If you're capturing VHS, then the capture card is probably giving you 640x480.
For (somewhat) completeness, what's actually on the wire might naively be called 640x240 @ 59.94fps, but that's only because half of the lines are sent for each frame. Odd numbered lines for one frame, even numbered for the next, odd, even, odd, even, etc. You only get 29.97 full frames per second, but that's not really accurate either, because each of those partial frames, and in fact each line and even each "pixel" represents a different point in time.
(They're not really pixels. It's a continuous smear of brightness all the way across each line. It only so happens that sampling that brightness 640 times per line gives pretty close to square pixels in the computer.)

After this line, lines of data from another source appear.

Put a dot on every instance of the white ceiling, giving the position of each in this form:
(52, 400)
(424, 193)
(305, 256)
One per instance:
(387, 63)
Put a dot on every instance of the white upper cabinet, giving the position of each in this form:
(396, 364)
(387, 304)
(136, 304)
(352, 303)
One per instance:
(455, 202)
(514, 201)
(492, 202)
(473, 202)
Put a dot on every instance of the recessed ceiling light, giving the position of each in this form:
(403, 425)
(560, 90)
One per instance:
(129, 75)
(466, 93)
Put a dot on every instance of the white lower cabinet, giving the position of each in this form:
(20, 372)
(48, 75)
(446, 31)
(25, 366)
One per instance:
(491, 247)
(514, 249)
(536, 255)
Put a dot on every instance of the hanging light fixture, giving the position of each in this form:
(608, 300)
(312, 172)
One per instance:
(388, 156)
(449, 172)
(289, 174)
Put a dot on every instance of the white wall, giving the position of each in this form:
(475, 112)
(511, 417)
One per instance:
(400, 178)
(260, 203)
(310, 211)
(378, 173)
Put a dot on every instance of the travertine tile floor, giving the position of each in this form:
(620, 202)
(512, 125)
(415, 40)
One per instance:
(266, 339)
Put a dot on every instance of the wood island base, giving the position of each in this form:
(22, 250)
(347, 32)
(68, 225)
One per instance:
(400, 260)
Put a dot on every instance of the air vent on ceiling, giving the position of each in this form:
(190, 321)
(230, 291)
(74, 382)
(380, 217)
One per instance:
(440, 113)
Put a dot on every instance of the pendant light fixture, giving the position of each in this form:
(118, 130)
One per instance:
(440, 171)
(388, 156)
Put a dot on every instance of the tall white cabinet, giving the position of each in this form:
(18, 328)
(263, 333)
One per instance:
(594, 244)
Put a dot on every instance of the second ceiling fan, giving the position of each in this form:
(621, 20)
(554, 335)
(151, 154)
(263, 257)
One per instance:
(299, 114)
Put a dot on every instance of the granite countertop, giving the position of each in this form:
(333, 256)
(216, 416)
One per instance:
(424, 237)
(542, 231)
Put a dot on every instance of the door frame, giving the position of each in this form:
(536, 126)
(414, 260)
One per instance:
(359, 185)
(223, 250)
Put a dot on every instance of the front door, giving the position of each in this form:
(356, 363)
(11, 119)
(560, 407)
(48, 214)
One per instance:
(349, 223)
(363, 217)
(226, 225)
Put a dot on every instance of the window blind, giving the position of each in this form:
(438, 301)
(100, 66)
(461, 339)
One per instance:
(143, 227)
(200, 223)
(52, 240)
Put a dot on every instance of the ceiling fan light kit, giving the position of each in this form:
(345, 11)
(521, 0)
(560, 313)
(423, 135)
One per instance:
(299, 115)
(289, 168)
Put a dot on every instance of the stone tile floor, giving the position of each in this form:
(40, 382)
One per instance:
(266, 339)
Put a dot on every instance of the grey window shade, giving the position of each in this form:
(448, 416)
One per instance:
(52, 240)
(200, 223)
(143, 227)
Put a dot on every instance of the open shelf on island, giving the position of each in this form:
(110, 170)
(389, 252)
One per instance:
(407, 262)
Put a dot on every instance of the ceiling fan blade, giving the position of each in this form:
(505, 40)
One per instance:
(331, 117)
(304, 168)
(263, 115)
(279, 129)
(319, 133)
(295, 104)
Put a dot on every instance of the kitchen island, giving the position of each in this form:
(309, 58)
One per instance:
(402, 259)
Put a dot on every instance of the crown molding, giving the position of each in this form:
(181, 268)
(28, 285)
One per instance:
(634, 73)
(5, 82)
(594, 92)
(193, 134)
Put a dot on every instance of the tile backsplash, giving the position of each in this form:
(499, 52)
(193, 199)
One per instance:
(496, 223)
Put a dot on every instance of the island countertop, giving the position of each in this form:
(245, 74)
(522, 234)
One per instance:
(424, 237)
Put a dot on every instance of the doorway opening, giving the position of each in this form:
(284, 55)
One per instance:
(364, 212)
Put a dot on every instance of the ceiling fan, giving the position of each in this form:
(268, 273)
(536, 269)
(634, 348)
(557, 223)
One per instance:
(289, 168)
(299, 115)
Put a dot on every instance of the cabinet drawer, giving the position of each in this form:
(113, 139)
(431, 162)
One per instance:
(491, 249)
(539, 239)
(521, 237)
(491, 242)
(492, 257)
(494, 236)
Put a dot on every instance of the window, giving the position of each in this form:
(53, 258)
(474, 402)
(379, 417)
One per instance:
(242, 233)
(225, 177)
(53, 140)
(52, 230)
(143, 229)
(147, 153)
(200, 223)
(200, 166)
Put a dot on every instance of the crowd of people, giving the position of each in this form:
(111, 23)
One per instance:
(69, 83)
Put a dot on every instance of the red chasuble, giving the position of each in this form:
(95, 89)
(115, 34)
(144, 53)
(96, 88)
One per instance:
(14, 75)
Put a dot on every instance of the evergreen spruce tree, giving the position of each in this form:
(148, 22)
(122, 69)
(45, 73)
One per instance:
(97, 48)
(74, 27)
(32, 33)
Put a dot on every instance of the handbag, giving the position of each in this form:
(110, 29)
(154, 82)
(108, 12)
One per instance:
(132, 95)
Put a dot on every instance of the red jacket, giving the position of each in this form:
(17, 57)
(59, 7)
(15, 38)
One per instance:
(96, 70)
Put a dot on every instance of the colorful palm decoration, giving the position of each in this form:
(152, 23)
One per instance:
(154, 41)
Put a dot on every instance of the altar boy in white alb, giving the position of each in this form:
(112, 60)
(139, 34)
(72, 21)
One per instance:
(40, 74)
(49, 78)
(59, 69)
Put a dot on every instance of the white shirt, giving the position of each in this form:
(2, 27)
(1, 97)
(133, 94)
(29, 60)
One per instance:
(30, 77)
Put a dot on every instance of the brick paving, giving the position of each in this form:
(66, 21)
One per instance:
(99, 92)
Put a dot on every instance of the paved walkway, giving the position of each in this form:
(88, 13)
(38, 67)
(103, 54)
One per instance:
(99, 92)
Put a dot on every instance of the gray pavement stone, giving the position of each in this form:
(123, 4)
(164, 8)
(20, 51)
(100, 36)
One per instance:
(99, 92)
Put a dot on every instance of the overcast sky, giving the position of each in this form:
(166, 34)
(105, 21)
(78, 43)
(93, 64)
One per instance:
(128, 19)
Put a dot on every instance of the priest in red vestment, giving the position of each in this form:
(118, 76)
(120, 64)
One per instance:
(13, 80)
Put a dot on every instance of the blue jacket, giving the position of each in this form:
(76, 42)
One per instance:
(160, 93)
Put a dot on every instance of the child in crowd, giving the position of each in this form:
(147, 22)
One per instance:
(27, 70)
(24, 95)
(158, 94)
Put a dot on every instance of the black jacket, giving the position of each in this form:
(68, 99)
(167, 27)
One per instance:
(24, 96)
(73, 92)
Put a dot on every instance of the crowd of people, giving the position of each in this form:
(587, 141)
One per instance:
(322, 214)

That signal is based on transmitting only a single value at any given point in time, while both the camera and the TV stay in sync with each other to draw that value at the same time - and therefore the same place - that the camera saw it. Interlacing, as described above, was used to send only half of the information - which made it much easier with the technology at the time - while still producing what appeared to the viewers' eyes on a phosphorescent CRT TV to be a complete picture.
Some de-interlacing algorithms are better than others at converting that "smeared-time" signal into a series of still images like we expect now, but all of them should at least give you a correctly-framed image, even if it "combs" badly when there's horizontal motion. That is, as long as the sync signals work.
If the sync signal doesn't get all the way across, then the picture lines up wherever it wants to, often wandering, and "wraps" around the edges of the screen.